Vor ein paar Tagen lief auf 3sat die Wissenschaftsdoku “Rennen bis zum Rausch. Extremsport als Massenbewegung”, in welcher drei Triathleten porträtiert wurden. Ich bin auf Facebook über dieses Video gestolpert und habe es mir trotz einer sehr dürftigen Internetverbindung hier auf den Philippinen mit Interesse angesehen. Es hat zwar Stunden gedauert, bis das Video (hier zu finden auf www.3sat.de) dann vollständig gelanden war, aber es hat sich gelohnt:D
Immer mehr Menschen finden zum Triathlonsport – nicht nur in Deutschland sondern auf der ganzen Welt.
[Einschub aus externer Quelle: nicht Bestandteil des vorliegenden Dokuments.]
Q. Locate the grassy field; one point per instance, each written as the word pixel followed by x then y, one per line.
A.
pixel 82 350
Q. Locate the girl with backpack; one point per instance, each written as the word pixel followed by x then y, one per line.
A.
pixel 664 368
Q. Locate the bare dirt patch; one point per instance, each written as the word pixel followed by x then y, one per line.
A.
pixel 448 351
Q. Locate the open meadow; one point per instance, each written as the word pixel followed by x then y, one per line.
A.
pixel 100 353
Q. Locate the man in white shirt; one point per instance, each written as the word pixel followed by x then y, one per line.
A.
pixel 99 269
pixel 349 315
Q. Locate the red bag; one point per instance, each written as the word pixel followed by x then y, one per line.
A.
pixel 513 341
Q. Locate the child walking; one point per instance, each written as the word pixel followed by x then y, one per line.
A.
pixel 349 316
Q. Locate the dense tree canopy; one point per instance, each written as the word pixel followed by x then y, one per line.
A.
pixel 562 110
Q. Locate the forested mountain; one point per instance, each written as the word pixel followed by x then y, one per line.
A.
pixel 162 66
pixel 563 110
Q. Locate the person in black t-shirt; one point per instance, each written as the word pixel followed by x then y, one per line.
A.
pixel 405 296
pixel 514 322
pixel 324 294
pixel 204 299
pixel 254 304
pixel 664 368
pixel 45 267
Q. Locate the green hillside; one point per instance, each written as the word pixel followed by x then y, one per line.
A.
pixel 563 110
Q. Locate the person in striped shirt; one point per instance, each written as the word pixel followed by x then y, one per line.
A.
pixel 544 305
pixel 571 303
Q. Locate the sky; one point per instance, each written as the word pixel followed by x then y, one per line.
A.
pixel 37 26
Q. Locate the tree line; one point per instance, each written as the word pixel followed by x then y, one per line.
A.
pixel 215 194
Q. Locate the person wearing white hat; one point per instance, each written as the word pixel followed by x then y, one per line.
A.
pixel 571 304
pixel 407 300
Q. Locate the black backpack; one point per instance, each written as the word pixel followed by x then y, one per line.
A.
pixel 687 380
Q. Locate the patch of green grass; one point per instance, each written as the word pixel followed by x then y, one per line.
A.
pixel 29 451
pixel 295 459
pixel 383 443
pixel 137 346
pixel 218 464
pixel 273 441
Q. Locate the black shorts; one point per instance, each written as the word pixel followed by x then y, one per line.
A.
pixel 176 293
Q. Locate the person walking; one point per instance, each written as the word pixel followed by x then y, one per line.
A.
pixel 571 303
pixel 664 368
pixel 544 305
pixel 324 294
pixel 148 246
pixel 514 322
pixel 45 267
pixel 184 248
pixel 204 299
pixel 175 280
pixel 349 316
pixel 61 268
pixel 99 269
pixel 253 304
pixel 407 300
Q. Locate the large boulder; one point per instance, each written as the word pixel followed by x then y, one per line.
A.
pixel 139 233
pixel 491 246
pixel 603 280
Hier auf den philippinischen Inseln boomt der Triathlon ja auch, was man nicht zuletzt am Ironman 70.3 in Cebu gut erkennen kann. Für viele Menschen ist es schon zu viel, mehr als 5 km zu laufen. Doch Laufen mit Schwimmen und Radfahren zu kombinieren? Das geht den Meisten zu weit.
Vor allem, wenn es dann um lange Distanzen wie beim halben Ironman über 1,9 km Schwimmen, 90 km Radfahren und 21,1 km Laufen oder beim vollen Ironman Triathlon über 3,8 km Schwimmen, 180 km Radfahren und 42,2 km Laufen geht. Ich habe mir vor ein paar Jahren auch niemals erträumt, je an den Marathonstart zu gehen; doch mittlerweile stehe ich vor meinem dritten Marathon.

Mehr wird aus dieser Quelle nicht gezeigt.